Trabzonspor, bu sezonun tamamına yakınını bireysel
performanslarla kazandı. Yani, Nwkaeme, Ekuban, Dijaniny ve Uğurcan’ın bireysel
katkılarla bugünlere geldi.
Onlardan mahrum oldunuz mu, ya çok iyi takım oyunu, ön alan
baskısı ile oynamanız lazım ya da uzaktan Bakasetas gibi oyuncuların şutlarıyla
kazanmanız.
Hiçbiri de olmayınca beraberlik kader gibi artık.
Trabzonspor maçın ilk ve ikinci devresinde, takım oyunu ve yardımlaşmadan da
uzak bir görüntü çizdi. Şimdi Abdullah hocaya şunu sormak lazım; Trabzonspor,
ön alan baskısı, kanat bindirmeleri, ortadan derinlemesine atılan paslarla
rakip ceza alanını zorlamayacak mı? Siz bekleri çıkartmazsanız, nasıl kanatlardan
rakibin üzerine gidip pozisyon üreteceksiniz?

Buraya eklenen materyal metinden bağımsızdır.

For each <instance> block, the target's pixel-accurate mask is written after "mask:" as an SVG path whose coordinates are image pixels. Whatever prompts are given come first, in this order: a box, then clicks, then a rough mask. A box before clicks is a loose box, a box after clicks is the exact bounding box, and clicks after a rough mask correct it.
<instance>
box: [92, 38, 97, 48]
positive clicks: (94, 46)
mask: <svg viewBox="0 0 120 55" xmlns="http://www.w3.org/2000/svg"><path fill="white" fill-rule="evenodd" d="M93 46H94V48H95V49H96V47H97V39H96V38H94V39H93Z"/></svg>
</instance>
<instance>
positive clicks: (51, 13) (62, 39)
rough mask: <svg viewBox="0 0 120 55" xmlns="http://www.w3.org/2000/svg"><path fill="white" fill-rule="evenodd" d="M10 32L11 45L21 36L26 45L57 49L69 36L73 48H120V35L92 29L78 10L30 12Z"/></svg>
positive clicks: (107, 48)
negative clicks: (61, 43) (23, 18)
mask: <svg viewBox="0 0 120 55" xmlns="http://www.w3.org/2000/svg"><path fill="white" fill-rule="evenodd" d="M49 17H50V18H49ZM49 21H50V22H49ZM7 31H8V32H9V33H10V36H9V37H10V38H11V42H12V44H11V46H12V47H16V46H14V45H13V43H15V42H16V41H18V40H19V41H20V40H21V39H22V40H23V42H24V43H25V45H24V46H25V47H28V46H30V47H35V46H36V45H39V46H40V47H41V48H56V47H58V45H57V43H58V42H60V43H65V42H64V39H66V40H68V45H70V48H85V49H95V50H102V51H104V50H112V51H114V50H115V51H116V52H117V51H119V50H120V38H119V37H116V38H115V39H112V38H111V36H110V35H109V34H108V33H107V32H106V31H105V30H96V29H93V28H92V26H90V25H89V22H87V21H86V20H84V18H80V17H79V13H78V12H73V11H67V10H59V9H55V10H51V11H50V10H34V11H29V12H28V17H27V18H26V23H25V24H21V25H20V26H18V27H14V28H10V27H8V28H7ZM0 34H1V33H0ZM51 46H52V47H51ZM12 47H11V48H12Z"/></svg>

Bizim gördüklerimizin alasını hoca görüyor ama elinden gelen
bir şey yok diyebilir misiniz? Hayır? Oyunumuz gelişiyor dedikten sonra bu oyun
hala gelişmemişse, insanlar sizi sorgular. Hocayı bir maçla yerin dibine
sokmayalım kabul ama bu takım içerde dışarda kaybettikleriyle şampiyonluk
yarışının uzağına düştü.
Bunun faturası olmayacak mı?
Trabzonspor ligi 4,5,6 gibi yerlerde bitirecekse pahalı
transferler yapıp, borçlandırılmasına da gerek yok. Ne dışardan hoca alsın ne
de yabancı oyuncu. Trabzon’a gelen hocalar da bu takımın hedef takımı olduğunu
bilerek gelmesi lazım.
Çaykur Rizespor, toparlanmış takım. Hızlı hücumlarla
Trabzonspor’u eksik yakaladıkları oldu. Onlar da Trabzonspor gibi ön alan
oyuncusu eksikliğinden goller bulamadı.
Sezon ortasında bu takıma Yunus Mallı değil, iyi
santraforlar alın diyenler haklı çıktı, başkan ve diğerleri haksız.